Friday, July 16, 2010

Grannie

I guess loving my grannie is one of my conservative sides. How many youths can actually boast actual emotion connection with their grandparents? FYI, mine is not the hip one living in the city going shopping at the malls – mine is the real authentic kampong grannie living in a secluded village in Pasir Mas who spends her daily life with two activities – resting and praying – aside from lecturing me gently about life, that is. She is close to eighty and still breathing and eating well [by well I mean a plate of nasi with at least two or three lauks per meal].

I was not born with this kind of mindset since I was born. Indeed, I spent my childhood like all the other kids – going back to the village for the sake of catching up with my cousins. It began a month after I got my SPM result. I was staying at home, doing exactly nothing except waiting for my offer letter from UiTM when Abah came up to me with a very interesting offer – if I was to accompany my Mek [grannie] for four weeks at the kampong while her maid’s away, I would be rewarded with RM500 cash. Being a naïve sixteen years old that I was, I accepted it right away though the prospect of leaving my internet and modern facilities did me to worry a little.

The first two weeks went through like a process of knowing Mek and her habits. She usually wakes up before 5.30, goes into the bathroom for half an hour and spends the morning with praying and reading Quran. She would sit by the parlour from 8am to 12.30 with a praying book by her hand. I would sit by her with my laptop or book and we would have a conversation; I would tell her about my life and she would mostly talk about our family matters. Napping comes after that. The same goes for the rest of the evening and night – her days seem to revolve around praying to God, taking her medicines and napping.

After being surrounded by the bustling city life for months, living in the village surrounded by simple people and simple routines gives me a feeling of peace I have never succeeded to acquire in the city. Mek’s huge wooden house is currently occupied by only her and her maid whom I call Bibik. I never knew I was able to feel such peace until that agreement I had with my father [which was completed successfully]. When I returned to my Kuala Lumpur life and seemed to move on with the ‘modern Ruby’ in Shah Alam, I couldn’t help but to miss my kampong. That was when I realized that after staying in Kg Serendah for quite a length, I have grown to love the quality of such calm moments there.

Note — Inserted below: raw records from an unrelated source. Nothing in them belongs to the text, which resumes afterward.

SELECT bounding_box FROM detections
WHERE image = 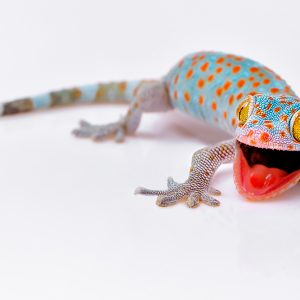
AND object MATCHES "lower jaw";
[233,145,300,200]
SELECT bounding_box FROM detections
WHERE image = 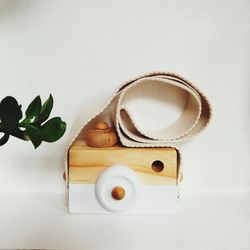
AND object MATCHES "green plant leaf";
[41,117,66,142]
[26,124,43,148]
[25,95,42,119]
[34,94,54,126]
[0,133,10,146]
[0,96,23,127]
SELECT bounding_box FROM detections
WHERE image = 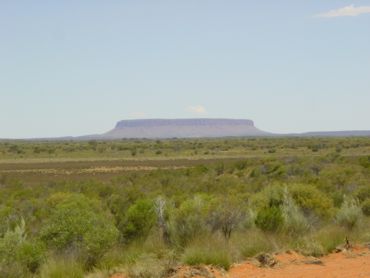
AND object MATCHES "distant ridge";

Genuine love for Mek [not just one of those love-her-coz-she-ur-nenek thingy] has also developed these past few weeks. She seems to genuinely love everything about me – even my body size and manners [no kidding!]. I have always the mindset of appreciating people who loves me but being a stupid girl that I was, I seemed to only apply the rule to my parents, siblings and friends. The image of Mek seldom visited my train of thought prior to the realization. Perhaps mainly due to the distance between us. Being hundreds of kilometres away from her without any constant communication soon caused me to cease to have that sincere care and affection for her. Thus, I had wasted the first eighteen years of my life as a very irresponsible granddaughter who had blindly neglected the love of a person who deeply loves me and thinks about me all the time. [Yes, now you can curse yourself as well for being such an irresponsible grandchild]. Nevertheless, I was given a chance by God to experience the love before it’s too late. I really have to thank my Abah for this. If he had not the brilliant idea of throwing me away to this secluded village for that cold hard cash, then I would still be an ignorant baby up to this day.

We, the town people, have too many problems to be faced in our city lives - money, education, cars, work, groceries, friends and the list goes on. Our day begins at six thirty in the morning and by the time we reach home at 8 pm, we are already too exhausted to even take a deep breath and just appreciate the beauty of life. We would most probably have a shower, think about dinner, finish some assignments [in my case], surf the internet for the latest student gossips and go to bed. Twenty four hours never seem to be enough. That is why I have made it a habit to visit Mek at the village every semesters and I would always ensure that I would spend at least a week by her side. The habit soon becomes a very therapeutic experience for me. It gives me peace and a sense of calmness within my spiritual self, preparing me to embark again the tiring journey of being at the top of my game in the city every time a new semester begins.

The race goes on for me, but thank God with it I have the love and the prayers from my Mek.